If Machine is Not a Component

This will essentially tell us whether the VirtualMachineId we’re working on is an actual VM in the MultiMachine BluePrint, or the “Master Machine” itself. meaning, the MultiMachine Blueprint Object itself.

Once we have the MultiMachine object, we can access all of it’s component VMs in a few more steps!

First, we will use a second LINQ query, to get a list of all Component Machines for our MultiMachine Blueprint.

mgmtContext.AppServiceComponents.Expand(Function(AppServiceComponents) AppServiceComponents.VirtualMachine.VirtualMachineProperties).Where(Function(v) v.AppServiceVirtualMachine.VirtualMachineID=VirtualMachineId).toList()

We will create an ‘Assign’ workflow object to Assign this LINQ query to a variable we’ll create, with the name AllChildMachines, of type ‘System.Collections.GenericList’ This is a .Net type for a linked list.
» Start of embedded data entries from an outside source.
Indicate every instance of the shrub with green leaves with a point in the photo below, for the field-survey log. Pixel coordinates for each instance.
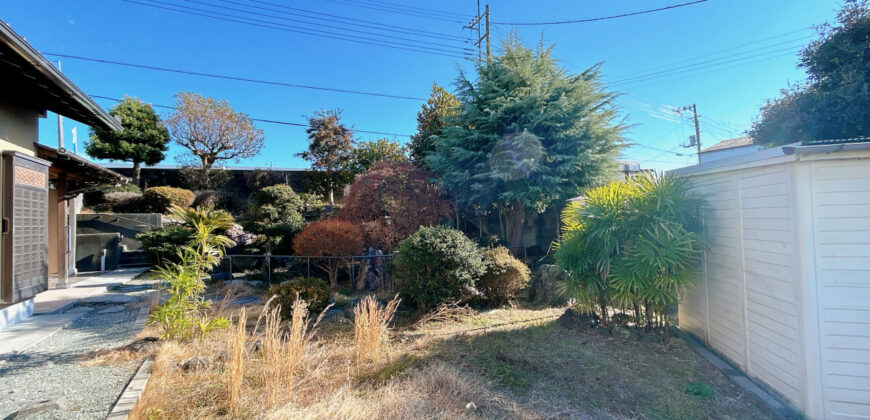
(437, 264)
(312, 290)
(161, 244)
(632, 244)
(185, 314)
(505, 276)
(161, 199)
(276, 217)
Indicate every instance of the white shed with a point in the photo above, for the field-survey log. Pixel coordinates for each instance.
(785, 293)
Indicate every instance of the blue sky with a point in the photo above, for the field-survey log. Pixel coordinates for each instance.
(738, 53)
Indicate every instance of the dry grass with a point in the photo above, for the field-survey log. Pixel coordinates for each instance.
(236, 343)
(371, 328)
(520, 366)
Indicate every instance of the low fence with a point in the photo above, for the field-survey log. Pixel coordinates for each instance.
(360, 272)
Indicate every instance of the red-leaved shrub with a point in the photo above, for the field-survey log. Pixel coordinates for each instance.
(330, 237)
(391, 201)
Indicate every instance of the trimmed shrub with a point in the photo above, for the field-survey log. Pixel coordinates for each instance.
(208, 198)
(330, 237)
(161, 245)
(437, 264)
(505, 276)
(312, 290)
(161, 199)
(123, 202)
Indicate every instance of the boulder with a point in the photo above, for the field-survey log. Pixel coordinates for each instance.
(542, 288)
(195, 364)
(574, 320)
(623, 333)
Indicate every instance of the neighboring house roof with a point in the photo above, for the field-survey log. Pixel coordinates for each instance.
(81, 173)
(29, 78)
(228, 168)
(730, 144)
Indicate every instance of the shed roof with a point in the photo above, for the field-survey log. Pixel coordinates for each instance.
(29, 78)
(730, 144)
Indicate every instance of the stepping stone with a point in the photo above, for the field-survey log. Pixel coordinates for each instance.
(110, 298)
(113, 309)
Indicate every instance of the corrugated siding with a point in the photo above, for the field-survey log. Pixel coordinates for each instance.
(772, 288)
(841, 212)
(724, 284)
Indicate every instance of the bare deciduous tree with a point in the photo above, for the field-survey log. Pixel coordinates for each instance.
(212, 131)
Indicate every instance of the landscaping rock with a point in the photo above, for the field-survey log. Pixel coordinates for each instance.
(542, 287)
(623, 333)
(574, 320)
(246, 300)
(144, 345)
(33, 409)
(195, 364)
(110, 298)
(334, 316)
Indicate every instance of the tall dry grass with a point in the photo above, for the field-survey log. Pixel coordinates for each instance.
(282, 352)
(236, 344)
(371, 328)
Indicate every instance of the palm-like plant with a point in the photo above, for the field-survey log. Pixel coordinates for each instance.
(181, 315)
(632, 244)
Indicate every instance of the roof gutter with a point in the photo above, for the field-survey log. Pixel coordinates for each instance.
(43, 66)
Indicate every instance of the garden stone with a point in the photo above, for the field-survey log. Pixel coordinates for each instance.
(246, 300)
(542, 288)
(34, 409)
(623, 333)
(574, 320)
(334, 316)
(195, 364)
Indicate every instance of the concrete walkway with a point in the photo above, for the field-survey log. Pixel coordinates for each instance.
(57, 300)
(50, 310)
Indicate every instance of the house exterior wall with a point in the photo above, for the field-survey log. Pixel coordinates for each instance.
(841, 226)
(785, 290)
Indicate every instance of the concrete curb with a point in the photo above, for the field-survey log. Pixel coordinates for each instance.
(776, 406)
(134, 389)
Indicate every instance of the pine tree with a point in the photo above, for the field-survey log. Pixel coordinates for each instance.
(143, 139)
(431, 120)
(527, 135)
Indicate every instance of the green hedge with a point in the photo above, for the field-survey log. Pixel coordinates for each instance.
(161, 199)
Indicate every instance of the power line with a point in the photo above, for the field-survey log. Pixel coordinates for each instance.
(264, 120)
(317, 32)
(349, 21)
(317, 24)
(716, 61)
(642, 12)
(344, 18)
(236, 78)
(420, 14)
(340, 37)
(424, 9)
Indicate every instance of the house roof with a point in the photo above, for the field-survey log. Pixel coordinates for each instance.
(730, 144)
(81, 173)
(29, 78)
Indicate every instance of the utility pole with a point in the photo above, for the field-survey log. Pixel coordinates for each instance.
(696, 140)
(476, 24)
(59, 122)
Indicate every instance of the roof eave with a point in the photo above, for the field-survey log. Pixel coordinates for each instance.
(44, 67)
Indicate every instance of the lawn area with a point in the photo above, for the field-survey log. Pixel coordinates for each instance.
(503, 363)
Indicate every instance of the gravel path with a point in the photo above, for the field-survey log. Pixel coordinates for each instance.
(51, 370)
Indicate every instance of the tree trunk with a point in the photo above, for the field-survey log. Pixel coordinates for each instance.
(136, 171)
(517, 222)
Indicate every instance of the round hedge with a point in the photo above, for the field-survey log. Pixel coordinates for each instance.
(437, 264)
Each of the list’s component type should be ‘Dynamicops.ManagementModel.AppServiceComponent’

Gell All child Machines

AllChildMachines Variable Type

Next, we will need to create a ‘Foreach’ workflow object, that is also of type: ‘Dynamicops.ManagementModel.AppServiceComponent’. The Foreach loop will run on each of are associated vCAC VMs with the Master VM, and in at that part of the workflow, we will populate a VirtualMachine variable for that particular VM.

Foreach VM in Master Blueprint

The  LINQ Query used here, is similar to our first query, and is:

mgmtContext.VirtualMachines.Expand(Function(v) v.VirtualMachineProperties).Where(Function(v) v.VirtualMachineID = item.virtualmachine.virtualmachineid).FirstOrDefault()

If your sharp, you’ll notice the logic change here, this time the LINQ Query is grabbing the virtual machine with the same ID as our current ‘item’ in the foreach loop, thus running on each and each VM.

If you’re using the regular vCAC Designer objects, such as “GetVirtualMachineName” you’ll use them like:


From this point of the workflow you can run whatever you want on each ‘childmachine’. For example, apply a certain logic to look at all VMs , read properties, and decide what to do. Act upon each machine separately, or whatever else you might need to do. I recommend using the ‘Flowchart’ object for maximum flexibility (and not the sequence object shown here for easier reading purposes).

Don’t forget to set our last variable, “ChildMachine” of type ‘DynamicOps.ManagementModel.VirtualMachine’!